Foetal Alcohol Spectrum Disorder (FASD) is a range of conditions caused by exposure to alcohol in the womb, impacting neurological and physical development. It is estimated to affect 2-3% of children in the UK 7 , and these children are far more likely to encounter the criminal justice system (CJS) than children without FASD 3 . Elaine Coates spoke to Salford research fellow Dr David Junior Gilbert about the research being done at Salford on FASD.
What is FASD?
FASD encompasses a range of closely related brain and body disorders caused by prenatal alcohol exposure (PAE). Alcohol is known to be a teratogen, meaning that it can cause defects in developing cells. If a baby is exposed to alcohol in the womb, irrespective of the trimester when that happens, they may be born with the condition. It can affect any part of the body but particularly affects the brain, with reduced brain volumes and white matter abnormalities in the hippocampus and corpus callosum 8 . Individuals with FASD often have executive function disorder, so they struggle to regulate their own behaviour. They may be impulsive and have difficulty understanding the consequences of their actions. At the far end of the FASD spectrum, children with Fetal Alcohol Syndrome (FES) often have characteristic malformed facial features including small eyes, a thin upper lip and smooth philtrum and may also have damage to visual, auditory and other organ systems 9 .

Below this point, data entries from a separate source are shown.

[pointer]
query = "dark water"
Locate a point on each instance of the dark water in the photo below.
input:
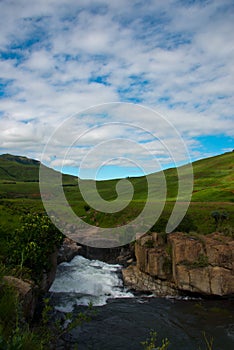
(123, 323)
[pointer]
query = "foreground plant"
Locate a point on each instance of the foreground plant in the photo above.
(150, 344)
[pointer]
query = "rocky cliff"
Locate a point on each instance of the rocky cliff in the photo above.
(185, 263)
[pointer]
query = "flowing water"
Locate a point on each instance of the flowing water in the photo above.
(123, 320)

There is currently no treatment for FASD, but early diagnosis and intervention can help parents access appropriate support. There is some evidence that nutritional supplements during pregnancy can reduce the damage caused by PAE 8 . A recent small study found that FAS impacted children who received choline supplements during early childhood had improved cognitive development and executive function compared to a control group 4 .
Mechanisms of alcohol damage
Alcohol increases free radicals – highly reactive molecules which can react with biological macromolecules, affecting their function. When the balance of free radicals compared to antioxidants is disrupted, this is referred to as oxidative stress. Developing cells can be affected in many different ways and there may be different impacts depending on the amount, duration and timing of the alcohol exposure.
Free radical damage to proteins and lipids can disrupt membrane functions & cell signalling. Critical cell cycle control proteins may be compromised, which can result in cells maturing early or in the cell cycle stalling, or in inappropriate cell differentiation. Alcohol can also affect DNA methylation and histone methylation, resulting in changes in gene expression 1 .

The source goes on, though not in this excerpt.